Karşı çıkanlar için planlamanın ve ölçümlemelerinin devam ettiğinin açıklanmasının hiçbir hükmü olmadı, ölçüme filan gerek kalmadan bakarak kıyılarımıza zarar vereceği kararını vermişlerdi bir kere.

ATSO toplantısının sonunda ise mevcut liman önüne bir dalga kırıcı mahmuz konulması mevcut barınağının iyileştirilmesi yönünde ki düşünce benimsenmiş.

Budur işte, toplumu manüple etmenin dört dörtlük bir misali.

Beyler okuma yazması olan bir tek sizler değilsiniz okuma yazması olan ve okuduğunu anlayacak çok kişi var Akçakoca’da yeter ki doğru anlatın.

Benimsenen açık deniz dalgakıranı ile ilgili olarak ODTÜ ve YTÜ ‘lü akademisyenlerinin hazırladıkları değerlendirme raporunda “ alternatif açık deniz dalgakıranı”  şekli var ve açıklaması da şöyle.

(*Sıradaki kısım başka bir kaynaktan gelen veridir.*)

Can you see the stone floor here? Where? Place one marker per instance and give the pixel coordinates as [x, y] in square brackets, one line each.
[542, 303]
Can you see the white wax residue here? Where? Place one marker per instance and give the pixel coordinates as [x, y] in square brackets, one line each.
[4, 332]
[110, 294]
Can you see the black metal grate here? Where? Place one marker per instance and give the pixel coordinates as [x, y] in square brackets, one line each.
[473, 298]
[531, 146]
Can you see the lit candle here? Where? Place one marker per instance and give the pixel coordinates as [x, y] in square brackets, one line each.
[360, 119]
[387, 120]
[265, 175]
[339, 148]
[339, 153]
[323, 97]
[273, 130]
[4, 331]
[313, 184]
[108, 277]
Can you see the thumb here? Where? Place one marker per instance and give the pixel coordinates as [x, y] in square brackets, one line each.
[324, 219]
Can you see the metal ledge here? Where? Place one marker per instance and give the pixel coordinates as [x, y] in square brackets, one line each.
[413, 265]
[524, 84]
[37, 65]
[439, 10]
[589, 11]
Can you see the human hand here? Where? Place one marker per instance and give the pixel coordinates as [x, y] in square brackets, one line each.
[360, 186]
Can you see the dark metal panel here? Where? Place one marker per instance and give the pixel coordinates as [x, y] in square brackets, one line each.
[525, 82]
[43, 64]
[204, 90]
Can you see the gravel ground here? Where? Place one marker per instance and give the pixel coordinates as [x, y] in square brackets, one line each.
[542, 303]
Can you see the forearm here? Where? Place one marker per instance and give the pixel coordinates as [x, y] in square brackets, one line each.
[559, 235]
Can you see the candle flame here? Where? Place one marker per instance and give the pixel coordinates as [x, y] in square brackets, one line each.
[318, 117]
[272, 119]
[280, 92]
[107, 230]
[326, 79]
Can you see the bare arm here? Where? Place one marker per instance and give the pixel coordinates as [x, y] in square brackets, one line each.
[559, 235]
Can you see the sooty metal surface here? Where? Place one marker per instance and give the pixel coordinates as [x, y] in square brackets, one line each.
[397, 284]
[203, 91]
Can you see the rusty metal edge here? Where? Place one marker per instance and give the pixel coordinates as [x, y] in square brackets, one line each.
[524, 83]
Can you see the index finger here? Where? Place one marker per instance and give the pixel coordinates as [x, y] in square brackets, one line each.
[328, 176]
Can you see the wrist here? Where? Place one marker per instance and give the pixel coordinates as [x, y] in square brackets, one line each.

“Yeni dalgakıran yapısının planlanması. Model çalışmalarıyla boyutlandırarak tasarlanması, bu kıyıda kıyı alanın hidrodinamik yapısı da dikkate alınarak, kıyı ile etkileşimlerini en aza indirecek alternatif projelerin üretilmesi sağlanmalıdır. Bu planlama için örnek bir planlama şekil 6’da verilmiştir. Bu tip bir açık deniz dalgakıranı düşük kretli olarak da alternatif tasarımda çalışılmalıdır. Böyle bir yapının gerisinde kalacak falezleri de koruyabileceği düşünülmelidir. Bu tip yapılar su sirkülâsyonu için de alternatif olacaktır. Bu amaçla farklı seçeneklerde denenerek en uygun çözüme ulaşılmalıdır. Bu çalışmalarda yapılması gerekli olan bir düzenleme ise liman içi yanaşma yapılarının çalkantıyı sönümlendirecek şekilde planlanmasıdır.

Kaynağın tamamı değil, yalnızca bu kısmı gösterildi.